Comment by OrganicOverdose
2009-11-22 17:57:49

That lab is farking AWESOME! I wish I had one in my kitchen. I think I could use my Mum’s old frying pan too! I think I could also steal a cylinder of Ar or N2 from somewhere.

But seriously, the cook who made that (meth) lab could have done some cleaning once in a while. Would it have killed him to use some Mr. Sheen or some BAM!?

Comment by LiqC
2009-11-22 19:10:26

This is actually an academic lab that used to do good science. The professor is really old now (80+) and can’t support many (any?) students. He’s still teaching though, and he’s very good at this, too.

Comment by OrganicOverdose
2009-12-02 00:25:57

SERIOUSLY?! Is the Prof. Russian or some other form of Eastern European. I mean I have heard horror stories but I never thought I would see the likes of this. I mean seriously, that is a frying pan in the background there isn’t it? And what kind of Institute these days would allow such a health hazard? Especially after all the crazy horror stories we have been hearing lately.
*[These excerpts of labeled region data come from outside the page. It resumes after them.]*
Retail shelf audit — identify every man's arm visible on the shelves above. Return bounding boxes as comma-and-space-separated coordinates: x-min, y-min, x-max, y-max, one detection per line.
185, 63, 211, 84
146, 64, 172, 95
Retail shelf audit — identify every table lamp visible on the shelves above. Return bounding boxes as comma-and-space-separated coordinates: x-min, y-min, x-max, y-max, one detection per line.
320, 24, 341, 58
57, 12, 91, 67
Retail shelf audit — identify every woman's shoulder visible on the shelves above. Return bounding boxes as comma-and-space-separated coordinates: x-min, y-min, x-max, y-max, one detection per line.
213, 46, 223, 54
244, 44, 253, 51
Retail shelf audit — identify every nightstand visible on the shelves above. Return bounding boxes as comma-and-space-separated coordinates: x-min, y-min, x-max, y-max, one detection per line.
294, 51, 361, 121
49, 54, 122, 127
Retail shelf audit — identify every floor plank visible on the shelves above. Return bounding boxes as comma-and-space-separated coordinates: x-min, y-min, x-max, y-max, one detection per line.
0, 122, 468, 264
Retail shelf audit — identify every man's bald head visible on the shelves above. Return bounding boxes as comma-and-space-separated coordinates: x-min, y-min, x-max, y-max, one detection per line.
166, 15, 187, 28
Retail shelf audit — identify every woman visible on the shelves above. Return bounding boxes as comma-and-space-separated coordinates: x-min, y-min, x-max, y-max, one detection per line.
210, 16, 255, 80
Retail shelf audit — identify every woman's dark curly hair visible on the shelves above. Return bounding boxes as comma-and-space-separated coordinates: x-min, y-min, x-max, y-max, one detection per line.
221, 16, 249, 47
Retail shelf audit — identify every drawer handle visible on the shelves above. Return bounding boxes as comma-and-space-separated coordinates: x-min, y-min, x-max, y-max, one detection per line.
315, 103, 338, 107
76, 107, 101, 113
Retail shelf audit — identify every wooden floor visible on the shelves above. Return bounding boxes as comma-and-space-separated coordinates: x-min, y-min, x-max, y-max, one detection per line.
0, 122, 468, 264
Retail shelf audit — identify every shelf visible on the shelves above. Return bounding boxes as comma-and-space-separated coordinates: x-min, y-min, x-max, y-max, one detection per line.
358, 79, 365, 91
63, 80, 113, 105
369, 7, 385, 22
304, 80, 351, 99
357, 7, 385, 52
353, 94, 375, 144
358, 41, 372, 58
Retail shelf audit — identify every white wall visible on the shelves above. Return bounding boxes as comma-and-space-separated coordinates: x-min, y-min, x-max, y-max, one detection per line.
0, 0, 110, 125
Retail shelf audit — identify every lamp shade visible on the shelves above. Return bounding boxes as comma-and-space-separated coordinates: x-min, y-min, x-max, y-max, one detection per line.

I really find that so hard to believe, I mean how did they achieve the red and yellow stains and ZOMG that is a kitchen sink. I mean seriously, that is NUTS!

Comment by LiqC
2009-12-02 03:26:53

Nobody’s using the frying pan to cook food. It’s a handy thing to have in the lab. I’ve used one for dehydrating sodium acetate. It’s quite beautiful – first it melts its three crystallization waters, and then solidifies. The kettle is for tea though.

Yes, this is in Russia. (I’ve never worked in this lab but I know several people who have and went on to get PhDs in the US). This is in chemical technology institute which cares this –><– much about research.

 
 
 
 
Comment by fng
2009-11-22 19:44:30

i worked in a high potency suit that resembled that slop jar. i guess i was part of the problem by refusing to clean it

 
Comment by Chip
2009-11-28 07:33:38

I like the red teapot on the lab jack! Is that part of the reaction?